The waitress looked Ellen up and down. Maybe it was because they looked around the same age, but the waitress didn't seem very happy. “Vicky. Vicky Norton.”

Ellen's eyes grew wide. “Was your aunt Nicole?”

“Yeah.” The tension left Vicky's face. “You knew her?”

“Met her a couple of times. Hell of a hunter.”

Vicky looked at Sam, then Ellen. “You with her?”

“Yeah,” Sam said quietly. “We're trying to stop the murders. Your watch might be connected.”

She nodded for a minute, then pulled the watch out of her pocket. “If it'll help.”

--


The doors were open by quarter to four.

No one wanted to wait to see if a ghost was going to appear or make a big deal about the watch. Dean doused it with the holy water he kept in his flask, then Ellen took the watch to the furnace in the back room. It melted completely in about a half-hour – since it was March, the furnace wasn't as hot as it could have been and needed to warm up – and no one had problems leaving after that.

Vicky had left the minute the doors were open. She didn't talk to anyone when she walked out.
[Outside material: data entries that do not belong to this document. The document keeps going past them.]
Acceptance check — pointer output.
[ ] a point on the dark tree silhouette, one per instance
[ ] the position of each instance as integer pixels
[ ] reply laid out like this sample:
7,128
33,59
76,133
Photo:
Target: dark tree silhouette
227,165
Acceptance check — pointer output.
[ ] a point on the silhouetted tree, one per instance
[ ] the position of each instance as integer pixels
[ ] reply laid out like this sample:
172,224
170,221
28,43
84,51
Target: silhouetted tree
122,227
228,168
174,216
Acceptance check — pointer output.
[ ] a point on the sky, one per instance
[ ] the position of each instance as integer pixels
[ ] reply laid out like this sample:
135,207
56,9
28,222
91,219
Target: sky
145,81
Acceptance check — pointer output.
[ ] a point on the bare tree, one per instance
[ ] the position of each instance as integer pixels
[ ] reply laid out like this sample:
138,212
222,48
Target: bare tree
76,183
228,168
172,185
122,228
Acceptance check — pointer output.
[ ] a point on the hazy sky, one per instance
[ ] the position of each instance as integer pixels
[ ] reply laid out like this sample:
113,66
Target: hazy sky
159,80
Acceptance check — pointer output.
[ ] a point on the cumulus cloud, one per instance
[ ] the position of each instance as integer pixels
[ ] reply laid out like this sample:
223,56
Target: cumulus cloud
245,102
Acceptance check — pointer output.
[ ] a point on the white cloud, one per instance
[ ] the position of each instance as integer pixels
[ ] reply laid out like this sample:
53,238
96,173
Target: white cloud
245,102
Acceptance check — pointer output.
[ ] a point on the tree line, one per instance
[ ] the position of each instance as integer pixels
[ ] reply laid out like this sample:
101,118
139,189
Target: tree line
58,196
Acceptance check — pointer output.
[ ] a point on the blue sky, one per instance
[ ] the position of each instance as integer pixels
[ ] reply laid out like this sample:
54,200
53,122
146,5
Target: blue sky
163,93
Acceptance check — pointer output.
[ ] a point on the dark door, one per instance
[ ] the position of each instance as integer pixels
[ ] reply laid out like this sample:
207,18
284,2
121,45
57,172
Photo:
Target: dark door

Now that things were resolved, Ellen was going home, so she made her good-byes to the bartender, and the three went outside. It was still pretty chilly even though it was officially spring, but Sam didn't shiver in the slightest. He also took a deep breath; there was nothing like early morning air after being trapped indoors by an unseen force.

“I've gotta say, I thought there'd be more of a fight.” Dean said as they approached the Impala.

Sam laughed. “Thought there'd be more of a fight, or wanted more of a fight?”

“I'm not picky.”

Ellen sighed. “That girl was in a lot of pain. I'm glad it was simple.”

“Maybe it was easy,” Dean said, leaning against the side of his car. “But it's never simple.”

Ellen walked over and stuck out her hand. “Right.”

Dean rolled his eyes, then pulled her into a hug. “Have a safe trip back.”

“Thanks.” Ellen pulled back.

“Bye,” Sam said, stepping forward.

“Don't be strangers,” Ellen told them as she hugged Sam. “Especially you, Dean. I want to see you at least one more time before.”

“Count on it,” Dean said. “Call me if you hear anything.”

“Will do.”

Sam turned to Dean as Ellen walked toward a truck at the other end of the lot. “Now what?”

Dean grinned. “Now there's a poker table with my name on it.”